DIPlib / diplib

Quantitative Image Analysis in C++, MATLAB and Python
https://diplib.org
Apache License 2.0
228 stars 50 forks source link

Wip/upstreaming #70

Closed milianw closed 3 years ago

milianw commented 3 years ago

Hey Cris,

here are some more little fixes I would like to upstream.

Many thanks with the hint about the call to dip::SetNumberOfThreads - that indeed fixes my problem! I just realize that it would negatively influence other threads (and introduce a datarace) if I'd call it from our code. This patch here should fix that and sounds like a generally good thing to do I believe, as the OpenMP thread pool is thread-local too.

Cheers

milianw commented 3 years ago

The macos test failure looks unrelated to me (some python breakage?)

crisluengo commented 3 years ago

Yeah, the macOS test fails on master as well, since I added some tests for the new NPY file reading and writing. It looks to me like some sort of configuration issue, the tests work fine on my own Mac.

Regarding dip::SetNumberOfThreads: I'm not sure I understand this. Because apparently you cannot call DIPlib functions that use OpenMP from within OpenMP threads, it doesn't make sense to call dip::SetNumberOfThreads from a thread either. You should call it before your #pragma omp.

Or is this related to calling DIPlib from multiple threads that are not created by OpenMP? Does that work OK?

milianw commented 3 years ago

Yeah, the macOS test fails on master as well, since I added some tests for the new NPY file reading and writing. It looks to me like some sort of configuration issue, the tests work fine on my own Mac.

OK, I'll ignore that then.

Regarding dip::SetNumberOfThreads: I'm not sure I understand this. Because apparently you cannot call DIPlib functions that use OpenMP from within OpenMP threads, it doesn't make sense to call dip::SetNumberOfThreads from a thread either. You should call it before your #pragma omp.

Or is this related to calling DIPlib from multiple threads that are not created by OpenMP? Does that work OK?

Yes, the way our application is setup is the following:

Now the patch I'm proposing is required for the following situation:

Without making the thread number a thread-local, this would be a data race at the very least. Clearly we don't want thread B to influence thread A here.

And to re-iterate: Yes, it is clear to us that we are hopelessly oversubscribing here. The problem is simply that we don't have any alternative, as all long-running tasks needs to be run in a background thread.

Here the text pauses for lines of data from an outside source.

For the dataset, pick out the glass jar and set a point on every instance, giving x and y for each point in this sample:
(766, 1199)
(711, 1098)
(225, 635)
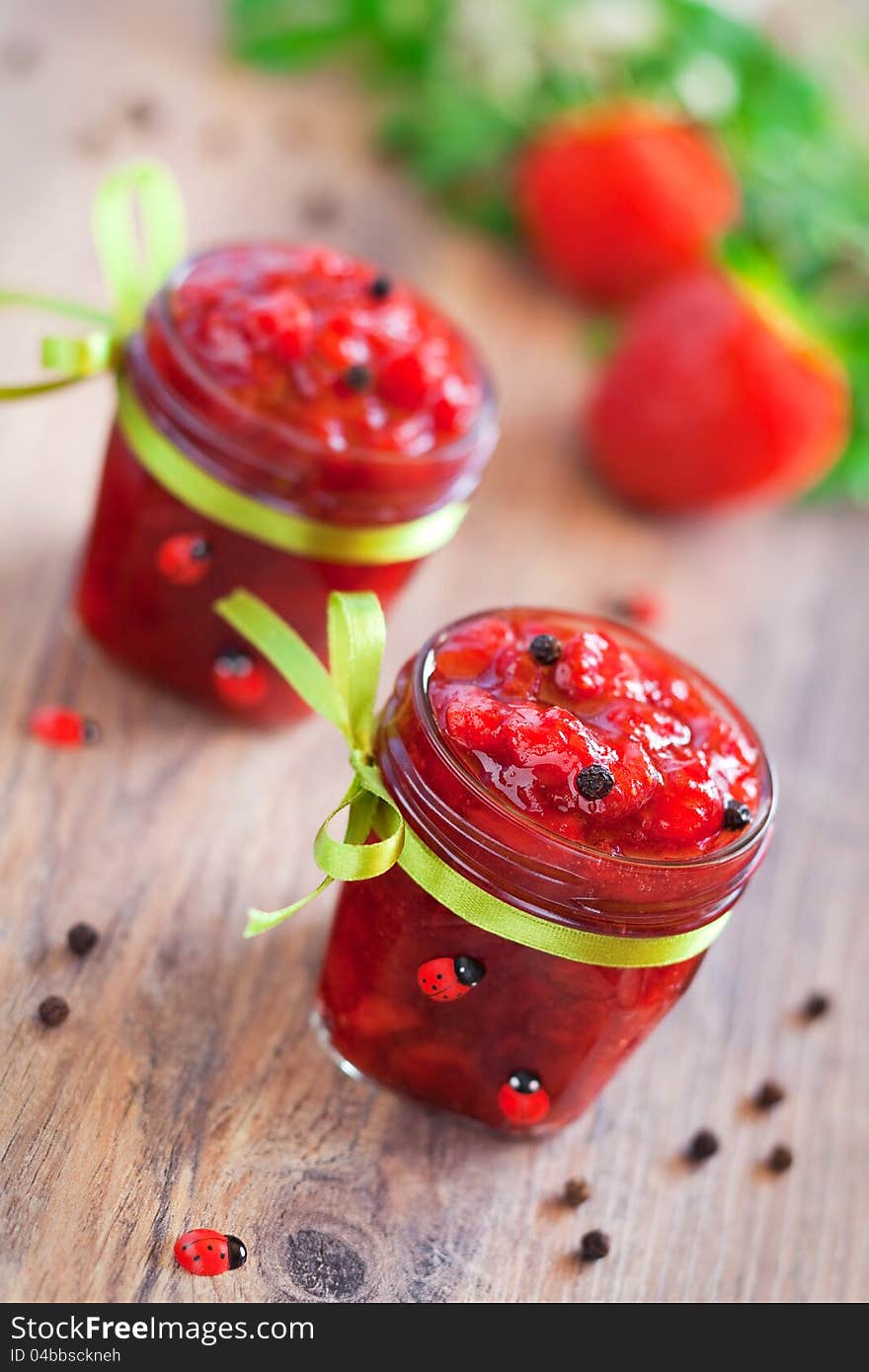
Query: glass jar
(519, 1038)
(154, 567)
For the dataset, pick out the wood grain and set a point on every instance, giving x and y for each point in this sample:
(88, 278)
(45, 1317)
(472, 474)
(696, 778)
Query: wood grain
(186, 1087)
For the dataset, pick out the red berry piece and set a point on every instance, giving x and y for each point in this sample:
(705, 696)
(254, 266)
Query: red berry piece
(404, 382)
(206, 1253)
(63, 727)
(521, 1100)
(239, 679)
(184, 559)
(621, 196)
(715, 396)
(449, 978)
(284, 320)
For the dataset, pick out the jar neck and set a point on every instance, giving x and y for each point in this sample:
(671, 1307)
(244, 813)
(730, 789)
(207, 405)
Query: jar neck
(288, 467)
(507, 854)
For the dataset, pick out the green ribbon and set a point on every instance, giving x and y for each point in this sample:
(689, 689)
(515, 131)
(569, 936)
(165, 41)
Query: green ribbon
(345, 695)
(134, 267)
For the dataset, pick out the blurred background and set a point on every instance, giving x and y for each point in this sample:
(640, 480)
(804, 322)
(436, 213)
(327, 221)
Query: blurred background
(394, 127)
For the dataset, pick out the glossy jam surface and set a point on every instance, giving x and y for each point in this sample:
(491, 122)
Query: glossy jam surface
(330, 345)
(243, 362)
(527, 1044)
(607, 742)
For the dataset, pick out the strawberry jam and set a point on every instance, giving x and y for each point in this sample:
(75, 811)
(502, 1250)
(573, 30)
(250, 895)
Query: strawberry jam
(312, 383)
(583, 774)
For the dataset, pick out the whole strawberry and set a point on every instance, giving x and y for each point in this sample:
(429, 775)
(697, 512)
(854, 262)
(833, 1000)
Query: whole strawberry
(616, 197)
(715, 394)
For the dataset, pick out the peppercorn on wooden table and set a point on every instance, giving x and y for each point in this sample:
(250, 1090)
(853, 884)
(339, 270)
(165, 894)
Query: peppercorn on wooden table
(186, 1086)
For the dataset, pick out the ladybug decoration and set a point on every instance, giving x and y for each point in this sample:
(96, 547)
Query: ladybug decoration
(523, 1100)
(206, 1253)
(449, 978)
(184, 559)
(63, 727)
(238, 679)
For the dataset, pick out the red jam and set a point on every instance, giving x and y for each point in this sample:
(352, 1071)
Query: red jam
(486, 746)
(607, 745)
(313, 383)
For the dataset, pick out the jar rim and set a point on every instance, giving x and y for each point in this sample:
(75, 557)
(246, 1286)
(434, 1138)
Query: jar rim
(294, 435)
(749, 841)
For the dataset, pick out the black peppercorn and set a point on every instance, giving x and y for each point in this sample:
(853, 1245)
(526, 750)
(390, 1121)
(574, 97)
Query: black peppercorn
(703, 1146)
(594, 1246)
(767, 1095)
(816, 1005)
(780, 1158)
(577, 1191)
(357, 377)
(594, 782)
(81, 939)
(545, 649)
(736, 815)
(379, 288)
(53, 1012)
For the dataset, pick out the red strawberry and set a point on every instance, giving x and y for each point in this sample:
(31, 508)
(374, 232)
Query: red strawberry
(715, 394)
(621, 196)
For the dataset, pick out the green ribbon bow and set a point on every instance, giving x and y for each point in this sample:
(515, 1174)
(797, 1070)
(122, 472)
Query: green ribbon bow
(345, 695)
(134, 267)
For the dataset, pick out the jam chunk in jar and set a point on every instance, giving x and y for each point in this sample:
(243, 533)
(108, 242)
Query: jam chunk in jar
(585, 776)
(309, 383)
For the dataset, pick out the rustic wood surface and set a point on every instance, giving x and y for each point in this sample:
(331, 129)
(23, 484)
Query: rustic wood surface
(186, 1087)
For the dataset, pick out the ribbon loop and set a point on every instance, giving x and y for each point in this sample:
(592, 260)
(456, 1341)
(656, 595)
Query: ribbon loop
(134, 267)
(344, 695)
(376, 836)
(356, 639)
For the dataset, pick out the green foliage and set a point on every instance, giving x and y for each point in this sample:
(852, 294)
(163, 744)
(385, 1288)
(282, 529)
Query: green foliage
(471, 80)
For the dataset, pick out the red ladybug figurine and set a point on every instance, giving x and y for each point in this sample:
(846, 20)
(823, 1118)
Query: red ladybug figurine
(239, 681)
(206, 1253)
(63, 727)
(184, 559)
(449, 978)
(523, 1100)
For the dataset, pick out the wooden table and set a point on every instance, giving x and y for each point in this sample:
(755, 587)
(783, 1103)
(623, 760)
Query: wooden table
(186, 1087)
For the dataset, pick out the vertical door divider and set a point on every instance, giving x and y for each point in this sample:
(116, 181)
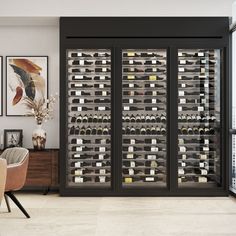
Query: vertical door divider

crisluengo commented 3 years ago

I've included your three commits with some changes: 9ddbf97b6deae20419ccd9fc6b1c2e4e7ab304c1, e0df9e18da3be020edbcc355d403344c14809b18, 1c3a86e056b731e3529b249e55d9068b89980ccb

Many thanks!

crisluengo commented 3 years ago

One of the changes I made was related to the documentation for the dip::SetNumberOfThreads function. The thread-local variable is initialized to the default value for every thread created, so setting the value and then creating a new thread causes the new thread to have the default value, not the value picked earlier. I think this is important to note, as it was not obvious to me that it would behave this way (I had no experience with thread_local before!).

This means that, in your OpenMP-parallelized function, you should do:

#pragma omp parallel
{
   dip::SetNumberOfThreads(1);
   #pragma omp for
   for (...) {
      ...
   }
}

Or something similar. Can't set the number of threads to 1 before the parallel section starts, as this spawns threads that will have the default value for the thread-local variable.

milianw commented 3 years ago

One of the changes I made was related to the documentation for the dip::SetNumberOfThreads function. The thread-local variable is initialized to the default value for every thread created, so setting the value and then creating a new thread causes the new thread to have the default value, not the value picked earlier.

Yes, that is correct and is imo the desired behavior in most cases. Unless there is nested OpenMP parallelization within diplib itself? But from what I've seen, that is not the case, or?

I think this is important to note, as it was not obvious to me that it would behave this way (I had no experience with thread_local before!).

This means that, in your OpenMP-parallelized function, you should do:

#pragma omp parallel
{
   dip::SetNumberOfThreads(1);
   #pragma omp for
   for (...) {
      ...
   }
}

I opted for this snippet, which works the way I expect it to:

#pragma omp parallel for
for (...) {
    auto previousNumberOfThreads = dip::GetNumberOfThreads();
    dip::SetNumberOfThreads(1);
    ...
    dip::SetNumberOfThreads(previousNumberOfThreads);
}

But obviously, it would be better to use a RAII handler for that purpose, to make it exception safe. I can upstream that utility too, if you want.

Or something similar. Can't set the number of threads to 1 before the parallel section starts, as this spawns threads that will have the default value for the thread-local variable.

Yes, correct.